Saturday, July 26, 2008

From Loneliness to Solitude

I have been reading a great little book lately entitled Reaching Out by Henri Nouwen. I am truly amazed at how this little book written around thirty years ago is so relevant today. One part of the book that seems to really speak profoundly to our times is when Nouwen writes about moving from loneliness to solitude.

“By running away from our loneliness and by trying to distract ourselves with people and special experiences, we do not realistically deal with our human predicament. We are in danger of becoming unhappy people suffering from many unsatisfied cravings and tortured by desires and expectations that never can be fulfilled. Does not all creativity ask for a certain encounter with our loneliness, and does not the fear of this encounter severely limit our possible self expression?” –Henri Nouwen, Reaching Out (P28)

When I read these words I cannot help but wonder how so many of the things I busy myself with whether internet or emails, or ipods or books, or reality TV shows can so easily become distractions from confronting my fears of loneliness not too unlike the alcoholic or drug addict whose only thoughts about the immediate future are how to get enough euphoria-producing chemicals lined up so that he or she will not have to face the screaming silence inside. My addiction to the distractions of the modern world is evidenced by how hard it is for me to simply sit for any length of time in silence, and this is not good, because it stunts my ability to connect with what’s going on the inside and furthermore my capacity to connect with God and other people.

In the last few months I have made a conscious attempt to listen to less music, to read slower, to get outside more, to check my emails later in the mornings; I am finding that by making an effort at putting away distractions I am slowly beginning to confront that place of loneliness within and replacing it with solitude of heart.

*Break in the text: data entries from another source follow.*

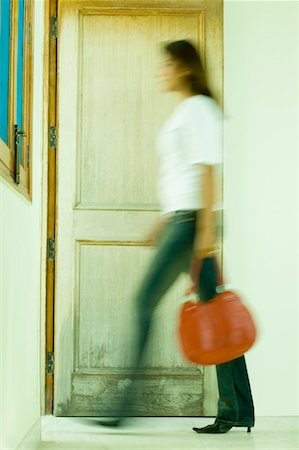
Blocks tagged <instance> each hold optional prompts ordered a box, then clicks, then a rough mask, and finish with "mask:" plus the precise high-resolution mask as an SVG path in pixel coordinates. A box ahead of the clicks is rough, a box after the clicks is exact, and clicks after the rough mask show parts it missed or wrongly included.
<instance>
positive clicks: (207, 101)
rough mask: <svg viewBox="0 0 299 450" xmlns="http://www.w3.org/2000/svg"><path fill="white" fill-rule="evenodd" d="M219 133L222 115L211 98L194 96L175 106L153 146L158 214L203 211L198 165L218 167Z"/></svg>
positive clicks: (182, 101)
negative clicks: (194, 209)
mask: <svg viewBox="0 0 299 450" xmlns="http://www.w3.org/2000/svg"><path fill="white" fill-rule="evenodd" d="M221 133H222V112H221V109H220V107H219V106H218V104H217V103H216V101H215V100H214V99H212V98H211V97H208V96H205V95H201V94H200V95H194V96H192V97H188V98H186V99H184V100H182V101H181V102H180V103H179V104H178V105H177V107H176V108H175V110H174V112H173V113H172V114H171V116H170V117H169V118H168V120H167V121H166V122H165V124H164V125H163V127H162V128H161V130H160V132H159V134H158V138H157V142H156V149H157V152H158V155H159V157H160V172H159V181H158V194H159V201H160V208H161V214H168V213H170V212H172V211H177V210H189V209H200V208H202V207H203V205H202V200H201V192H202V189H201V170H200V166H199V165H198V164H211V165H220V164H221V163H222V151H221V147H222V146H221V141H222V139H221ZM218 167H219V166H218ZM213 209H216V208H215V205H214V206H213Z"/></svg>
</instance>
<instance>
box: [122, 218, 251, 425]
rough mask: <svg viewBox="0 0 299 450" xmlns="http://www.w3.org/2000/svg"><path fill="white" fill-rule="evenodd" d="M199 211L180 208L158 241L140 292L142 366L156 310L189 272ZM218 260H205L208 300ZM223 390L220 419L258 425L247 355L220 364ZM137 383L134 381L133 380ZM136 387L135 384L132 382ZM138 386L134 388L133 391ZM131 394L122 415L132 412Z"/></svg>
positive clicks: (124, 401)
mask: <svg viewBox="0 0 299 450" xmlns="http://www.w3.org/2000/svg"><path fill="white" fill-rule="evenodd" d="M196 220H197V214H196V212H195V211H188V212H186V211H177V213H176V214H174V215H173V216H172V217H171V219H170V220H169V223H168V224H167V226H166V229H165V230H164V232H163V233H162V235H161V237H160V238H159V240H158V243H157V252H156V255H155V257H154V258H153V261H152V263H151V265H150V267H149V269H148V271H147V273H146V275H145V277H144V279H143V282H142V283H141V285H140V287H139V289H138V292H137V293H136V307H137V312H138V314H137V317H138V330H139V331H138V338H137V341H138V342H137V345H136V353H135V362H134V363H133V364H132V366H133V367H135V368H136V369H140V367H141V362H142V359H143V356H144V352H145V349H146V344H147V342H148V337H149V332H150V328H151V321H152V316H153V312H154V310H155V308H156V306H157V305H158V303H159V301H160V300H161V298H162V297H163V295H164V294H165V293H166V292H167V290H168V289H169V288H170V286H171V285H172V284H173V283H174V281H175V280H176V279H177V277H178V276H179V274H180V273H181V272H184V271H188V268H189V265H190V262H191V258H192V253H193V241H194V236H195V231H196ZM216 276H217V275H216V269H215V263H214V259H213V258H212V257H211V258H210V257H208V258H205V259H204V260H203V265H202V269H201V273H200V275H199V292H198V294H199V298H200V300H201V301H208V300H210V299H211V298H213V297H214V296H215V295H216V286H217V278H216ZM216 370H217V380H218V389H219V401H218V414H217V419H216V420H217V421H221V422H225V423H233V424H235V425H240V426H253V425H254V407H253V401H252V396H251V390H250V384H249V379H248V374H247V369H246V364H245V358H244V356H242V357H240V358H237V359H235V360H233V361H230V362H228V363H224V364H219V365H217V366H216ZM133 384H134V383H133ZM131 386H132V385H131ZM132 389H134V388H132V387H131V389H129V390H132ZM128 398H129V397H128V396H126V398H125V399H124V402H123V406H122V408H121V411H120V414H119V415H129V402H128Z"/></svg>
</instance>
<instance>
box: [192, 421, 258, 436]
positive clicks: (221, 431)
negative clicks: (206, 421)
mask: <svg viewBox="0 0 299 450" xmlns="http://www.w3.org/2000/svg"><path fill="white" fill-rule="evenodd" d="M234 426H237V425H229V424H226V423H221V422H215V423H213V424H212V425H207V426H206V427H203V428H193V430H194V431H196V433H201V434H223V433H227V432H228V431H229V430H230V429H231V428H232V427H234ZM250 432H251V427H247V433H250Z"/></svg>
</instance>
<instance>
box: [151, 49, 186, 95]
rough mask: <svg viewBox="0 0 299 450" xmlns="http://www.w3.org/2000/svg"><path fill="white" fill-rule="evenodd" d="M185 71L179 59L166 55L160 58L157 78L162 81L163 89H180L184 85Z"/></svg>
mask: <svg viewBox="0 0 299 450" xmlns="http://www.w3.org/2000/svg"><path fill="white" fill-rule="evenodd" d="M182 77H183V72H182V69H180V67H179V65H178V63H177V61H175V60H174V59H173V58H171V56H168V55H166V56H164V57H162V59H161V60H160V63H159V66H158V71H157V75H156V78H157V79H158V81H159V82H160V83H161V88H162V90H163V91H178V90H180V87H181V85H182Z"/></svg>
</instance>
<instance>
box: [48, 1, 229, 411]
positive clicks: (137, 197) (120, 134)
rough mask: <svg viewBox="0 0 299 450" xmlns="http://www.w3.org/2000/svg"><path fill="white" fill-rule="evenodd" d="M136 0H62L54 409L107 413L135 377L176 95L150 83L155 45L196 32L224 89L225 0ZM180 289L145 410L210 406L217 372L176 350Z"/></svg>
mask: <svg viewBox="0 0 299 450" xmlns="http://www.w3.org/2000/svg"><path fill="white" fill-rule="evenodd" d="M130 3H131V2H127V1H126V2H120V1H114V2H107V1H106V2H101V1H96V2H95V1H94V2H87V1H64V0H62V1H60V2H59V41H58V154H57V161H58V166H57V253H56V258H57V259H56V275H55V280H56V286H55V388H54V393H55V394H54V405H55V406H54V414H55V415H98V416H101V415H109V414H110V413H111V411H112V410H113V405H114V404H115V402H116V401H117V399H118V398H119V395H120V394H121V392H122V390H123V388H124V386H126V384H127V383H128V382H129V381H130V376H131V374H130V367H129V361H130V352H131V349H132V339H133V336H134V324H135V322H134V308H133V304H132V300H133V294H134V291H135V289H136V287H137V286H138V282H139V281H140V279H141V277H142V274H143V273H144V271H145V270H146V266H147V265H148V264H149V262H150V259H151V258H152V256H153V253H154V250H153V249H150V248H145V247H144V246H143V245H142V240H143V239H144V237H145V235H146V232H147V231H148V230H149V229H150V227H151V226H152V224H153V223H154V222H155V220H156V218H157V216H158V214H159V212H158V203H157V195H156V177H157V160H156V153H155V143H156V136H157V133H158V131H159V128H160V127H161V125H162V124H163V122H164V121H165V120H166V118H167V117H168V115H169V114H170V113H171V112H172V110H173V108H174V107H175V105H176V103H177V102H178V99H177V98H176V97H175V95H173V94H169V93H163V92H162V91H161V88H160V86H159V84H158V82H157V81H156V79H155V74H156V71H157V66H158V64H159V50H158V44H159V42H161V41H165V40H169V39H171V40H176V39H183V38H190V39H192V40H193V41H194V42H196V43H197V44H198V46H199V48H200V50H201V51H202V54H203V55H204V59H206V56H207V48H208V46H207V45H205V42H207V39H208V38H209V39H210V41H209V42H210V46H209V53H210V54H211V61H210V66H211V69H210V70H211V74H212V73H213V76H212V82H213V84H214V90H215V91H217V89H218V95H219V93H220V94H221V89H222V84H221V73H222V64H221V61H222V60H221V44H222V42H221V35H222V30H221V23H222V22H221V19H222V17H221V3H220V2H215V3H214V4H213V5H211V3H213V2H209V1H207V2H194V1H184V2H181V1H173V2H168V1H164V2H151V4H147V3H146V2H134V5H133V3H132V5H131V6H130ZM182 4H184V7H182ZM215 5H216V7H215ZM204 9H205V12H204V11H203V10H204ZM213 25H214V27H213ZM219 40H220V41H219ZM185 284H186V276H184V275H181V276H180V278H179V280H178V281H177V283H176V284H175V285H174V286H173V287H172V288H171V290H170V291H169V292H168V293H167V295H166V296H165V298H164V299H163V301H162V302H161V305H160V306H159V308H158V309H157V311H156V313H155V321H154V330H153V335H152V337H151V342H150V351H149V358H148V361H147V367H148V369H149V371H148V374H147V375H146V377H147V383H146V385H145V386H146V387H145V388H144V389H143V391H142V392H141V395H140V398H139V402H138V414H140V415H166V416H167V415H170V416H175V415H178V416H179V415H201V414H203V413H205V412H206V413H207V414H212V413H213V412H214V411H215V405H216V400H217V387H216V383H215V376H214V374H213V372H208V373H207V374H205V370H204V369H203V368H201V367H197V368H196V367H193V366H191V365H190V364H188V363H186V362H185V361H184V360H183V358H182V357H181V355H180V353H179V350H178V346H177V341H176V322H177V319H176V316H177V309H178V306H179V303H180V302H181V301H182V299H181V295H182V290H183V288H184V286H185ZM205 377H209V378H208V379H205ZM205 389H206V398H207V399H209V408H206V410H205V409H204V401H203V395H204V393H205V392H204V390H205Z"/></svg>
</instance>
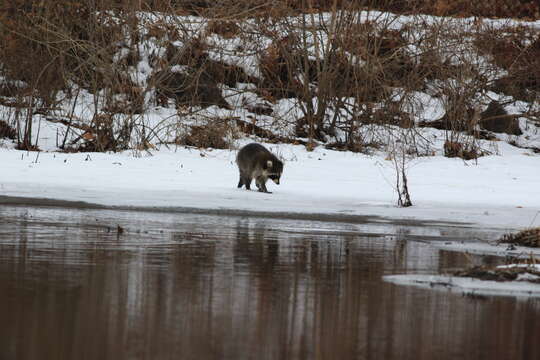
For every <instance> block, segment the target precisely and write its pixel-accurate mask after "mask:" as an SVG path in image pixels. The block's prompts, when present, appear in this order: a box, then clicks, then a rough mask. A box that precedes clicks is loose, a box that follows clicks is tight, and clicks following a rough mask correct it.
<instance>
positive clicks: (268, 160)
mask: <svg viewBox="0 0 540 360" xmlns="http://www.w3.org/2000/svg"><path fill="white" fill-rule="evenodd" d="M263 169H264V170H265V172H266V174H267V176H268V178H269V179H271V180H272V181H273V182H275V183H276V184H278V185H279V178H280V177H281V173H282V172H283V163H282V162H281V161H279V160H277V159H276V160H267V161H266V164H265V166H263Z"/></svg>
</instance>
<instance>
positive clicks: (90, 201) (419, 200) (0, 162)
mask: <svg viewBox="0 0 540 360" xmlns="http://www.w3.org/2000/svg"><path fill="white" fill-rule="evenodd" d="M247 141H249V140H247V139H244V140H243V141H242V142H240V143H239V144H238V145H241V144H243V143H245V142H247ZM267 146H268V147H269V148H270V149H271V150H272V151H273V152H275V153H276V154H277V155H279V156H281V157H282V158H283V159H284V161H285V169H284V174H283V177H282V183H281V185H280V186H276V185H274V184H273V183H272V184H269V186H268V187H269V190H270V191H273V192H274V193H273V194H263V193H258V192H256V191H246V190H244V189H242V190H240V189H237V188H236V184H237V181H238V170H237V168H236V164H235V156H236V151H229V150H213V151H199V150H196V149H189V148H183V147H178V148H169V149H166V148H164V147H162V148H161V150H159V151H152V153H149V152H144V153H140V152H131V151H129V152H124V153H117V154H112V153H76V154H67V153H58V152H40V153H37V152H21V151H16V150H13V149H9V148H0V164H2V166H1V169H0V195H4V196H20V197H33V198H48V199H60V200H72V201H85V202H89V203H95V204H102V205H107V206H137V207H190V208H198V209H236V210H251V211H264V212H276V213H283V212H287V213H310V214H333V215H349V216H350V215H371V216H381V217H387V218H391V219H404V220H431V221H439V222H460V223H465V224H467V223H469V224H475V225H482V226H487V227H492V228H497V229H505V230H511V229H519V228H523V227H527V226H533V225H535V226H538V225H540V216H536V215H537V213H538V211H539V210H540V188H539V187H538V186H537V185H538V179H539V178H540V166H539V164H540V158H539V157H538V156H531V155H530V154H527V153H523V151H522V150H519V149H516V148H513V147H511V146H510V145H507V144H500V146H501V149H500V150H501V155H502V156H487V157H483V158H480V159H479V160H478V163H475V162H474V161H469V162H465V161H463V160H461V159H449V158H445V157H442V156H431V157H422V158H418V159H416V160H415V161H414V162H413V163H411V164H410V167H409V169H408V176H409V190H410V192H411V197H412V201H413V204H414V206H413V207H411V208H405V209H404V208H397V207H396V206H395V204H396V199H397V197H396V194H395V192H394V178H395V172H394V169H393V166H392V163H391V162H390V161H388V160H385V155H384V154H379V155H373V156H368V155H364V154H355V153H351V152H337V151H328V150H325V149H323V148H321V147H319V148H316V149H315V151H313V152H307V151H306V150H305V148H304V147H302V146H293V145H267Z"/></svg>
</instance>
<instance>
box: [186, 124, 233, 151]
mask: <svg viewBox="0 0 540 360" xmlns="http://www.w3.org/2000/svg"><path fill="white" fill-rule="evenodd" d="M237 138H238V133H237V130H236V127H235V126H234V125H232V124H231V119H221V118H216V119H209V120H208V122H207V124H205V125H195V126H191V127H190V129H189V131H188V133H187V134H185V135H183V136H181V137H180V138H178V139H177V140H176V143H177V144H181V145H188V146H194V147H197V148H214V149H230V148H232V145H233V141H234V140H235V139H237Z"/></svg>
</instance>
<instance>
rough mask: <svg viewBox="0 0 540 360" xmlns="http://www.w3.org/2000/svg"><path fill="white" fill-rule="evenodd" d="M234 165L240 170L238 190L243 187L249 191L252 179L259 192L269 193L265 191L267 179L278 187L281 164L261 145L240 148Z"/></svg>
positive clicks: (280, 173) (281, 165)
mask: <svg viewBox="0 0 540 360" xmlns="http://www.w3.org/2000/svg"><path fill="white" fill-rule="evenodd" d="M236 164H238V170H240V181H239V182H238V188H241V187H242V186H243V185H245V186H246V189H247V190H250V186H251V180H253V179H255V183H256V184H257V188H258V189H259V191H260V192H265V193H270V192H269V191H268V190H267V189H266V180H268V178H270V179H271V180H272V181H273V182H275V183H276V184H278V185H279V178H280V177H281V173H282V172H283V162H281V161H280V160H279V159H278V158H277V157H276V156H275V155H274V154H272V153H271V152H270V151H268V150H267V149H266V148H265V147H264V146H262V145H261V144H257V143H251V144H248V145H246V146H244V147H243V148H241V149H240V151H239V152H238V155H237V156H236Z"/></svg>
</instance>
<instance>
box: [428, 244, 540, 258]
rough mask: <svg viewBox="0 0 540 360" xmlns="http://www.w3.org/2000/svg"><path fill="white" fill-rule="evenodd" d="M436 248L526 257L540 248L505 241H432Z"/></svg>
mask: <svg viewBox="0 0 540 360" xmlns="http://www.w3.org/2000/svg"><path fill="white" fill-rule="evenodd" d="M432 245H433V246H435V247H436V248H438V249H441V250H447V251H457V252H464V253H468V254H476V255H491V256H504V257H515V258H528V257H530V256H531V255H534V256H540V248H530V247H524V246H515V245H513V244H505V243H500V244H499V243H485V242H455V241H445V242H444V243H439V242H434V243H432Z"/></svg>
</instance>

The irony of our modern world is that it promises connection but only brings further fragmentation. The spiritual irony is that solitude of heart, achieved by purposefully eliminating pain-numbing distractions (even when they promise connection) actually connects us in a more meaningful way with ourselves and others.

1 comment:

randall said...

Nice. Here I sit first thing in the morning, having my breakfast and getting "conected" to my friends through their blogs doing just the thing you are talking about. It has become a morning ritual as I have moved away from the newspaper because I thought it was keeping me from solitude. I will have to consider what you say here and how it effects me.